Sunday, February 21, 2016

My father is a Cuban refugee.  I remember once, twenty years ago, on a family get away to Key West, that I saw a vintage marketing poster from the 40’s that had described the island as “so near, and yet so foreign.”  That’s profound.  The past recedes so quickly from us, and yet the all-powerful present can’t really ever break free of it.  We can be reconciled, I’m pretty sure, but the thread connecting things cannot be unwound.  And, what was once everyday life really does seem foreign, like someone else lived it, when you look back.
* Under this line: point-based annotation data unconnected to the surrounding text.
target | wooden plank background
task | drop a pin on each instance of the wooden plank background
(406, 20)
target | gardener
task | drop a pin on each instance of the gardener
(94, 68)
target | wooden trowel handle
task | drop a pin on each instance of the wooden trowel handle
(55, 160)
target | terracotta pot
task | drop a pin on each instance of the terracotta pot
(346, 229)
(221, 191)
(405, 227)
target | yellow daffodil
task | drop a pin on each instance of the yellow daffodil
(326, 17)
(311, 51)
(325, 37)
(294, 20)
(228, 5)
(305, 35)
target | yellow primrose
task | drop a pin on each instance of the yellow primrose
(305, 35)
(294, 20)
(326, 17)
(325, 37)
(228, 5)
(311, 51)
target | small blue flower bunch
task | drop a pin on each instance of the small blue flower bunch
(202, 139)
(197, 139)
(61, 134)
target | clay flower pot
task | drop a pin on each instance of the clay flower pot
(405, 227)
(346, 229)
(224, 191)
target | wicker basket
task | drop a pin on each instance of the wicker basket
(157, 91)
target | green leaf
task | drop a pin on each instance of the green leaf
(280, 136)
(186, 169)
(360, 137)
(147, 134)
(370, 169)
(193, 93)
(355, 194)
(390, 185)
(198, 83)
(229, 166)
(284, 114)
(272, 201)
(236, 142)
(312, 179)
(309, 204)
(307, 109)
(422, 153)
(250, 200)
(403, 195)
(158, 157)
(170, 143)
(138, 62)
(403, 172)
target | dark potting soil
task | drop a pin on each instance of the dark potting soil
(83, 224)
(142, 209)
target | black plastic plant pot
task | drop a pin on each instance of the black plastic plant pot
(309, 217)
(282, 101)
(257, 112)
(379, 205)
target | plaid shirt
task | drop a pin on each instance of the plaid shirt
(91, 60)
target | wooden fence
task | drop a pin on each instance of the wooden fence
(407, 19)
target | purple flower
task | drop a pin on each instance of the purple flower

His family came to Miami in 1959, some jewelry hidden in the hollowed-out bread of a Cuban sandwich his mother somehow talked through all the security checkpoints, and got onto the plane.  For lots of immigrants, America is not only the beginning point for a new narrative, it’s the end point of a story that came first.  One opportunity opens, as another set of possibilities and dreams decisively ends.  America’s Horatio-Algerian-magic ran backwards, before it went forwards; riches to rags, is their original story.  My father’s family ran the Cerveza de Tropical beer brewery in La Habana.  Batista stole their money in the name of the crony elite, and Castro stole their money in the name of the crony non-elite.  They weren’t allowed to not pick a side.  Hypothetical question: is beer political?  As a girl, I decided to hate that paradox, that not choosing is choosing.  But, I think I was wrong.  We have to keep growing, can’t sit still.  That’s what the paradox really is.
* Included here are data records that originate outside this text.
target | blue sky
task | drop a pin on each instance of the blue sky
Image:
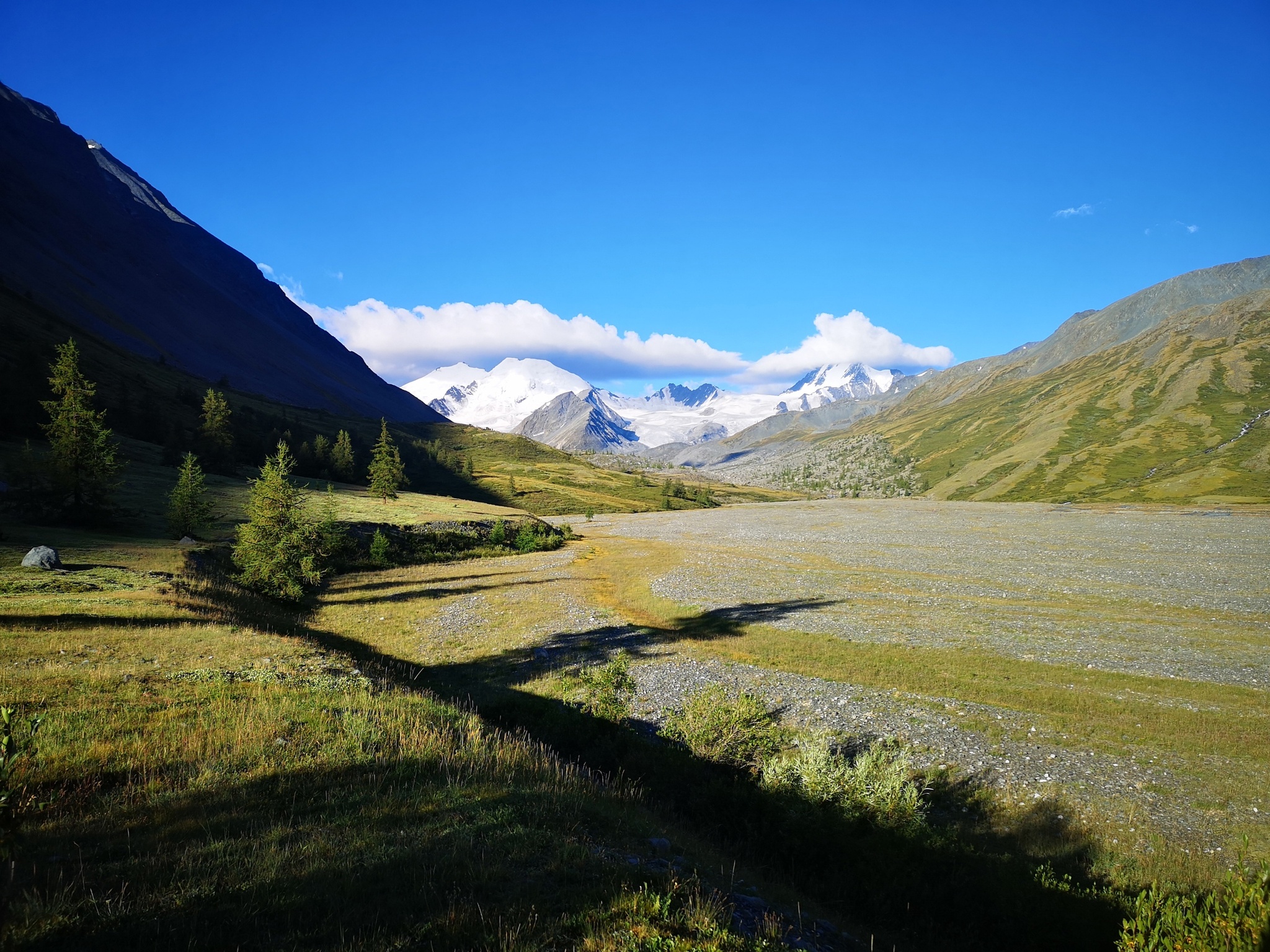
(724, 172)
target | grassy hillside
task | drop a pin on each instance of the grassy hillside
(158, 405)
(1175, 415)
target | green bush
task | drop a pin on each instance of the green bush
(732, 729)
(189, 508)
(1236, 918)
(877, 786)
(535, 537)
(606, 691)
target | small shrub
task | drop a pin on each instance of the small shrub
(1236, 918)
(738, 730)
(189, 508)
(380, 549)
(877, 786)
(606, 691)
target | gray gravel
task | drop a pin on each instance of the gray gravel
(1165, 594)
(1042, 767)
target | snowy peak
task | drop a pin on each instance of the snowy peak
(498, 399)
(554, 407)
(578, 425)
(837, 381)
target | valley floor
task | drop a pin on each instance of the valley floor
(1117, 659)
(305, 778)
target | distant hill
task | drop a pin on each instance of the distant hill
(1162, 397)
(86, 238)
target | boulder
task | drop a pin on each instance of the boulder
(42, 558)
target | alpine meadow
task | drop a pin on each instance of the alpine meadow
(533, 539)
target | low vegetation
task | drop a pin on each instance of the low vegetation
(863, 467)
(877, 785)
(1232, 918)
(739, 730)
I’ve got a photograph of a sea star, and the pattern of its movement in one of the tidal pools.  It was buried, went one way, and turned around to cross back over its own tracks.  What I like about that image is the aesthetic resonance between the implied motion of the waves that sculpted the pattern of the sand, and the crawl tracks.  You can’t see the first action of movement, wave or sea star, but you see the second moment, evidence that there is change and energy in what appears static.  Maybe slow change is what’s stable.


Reinvention is the continuity of barrier islands.  Another image that I like shows a decaying, fallen tree on the Sound side of North Captiva Island.  There are so many depths of field in that photograph; the tree limbs projecting themselves into the mirror world of the water’s surface, reaching for the reflected sky that goes down instead of up.  And, underneath the quicksilver barrier of the water, I know that a new world is starting.  A photosynthetic life, that went heavenward, is being reinvented as the cradle for marine life, sanctuary for fry, host for snails, anchor of oysters.

1 comment:

  1. Interesting! I love-- "that not choosing is choosing, but I think I was wrong" I think about this a lot and still ponder over this but I agree with you.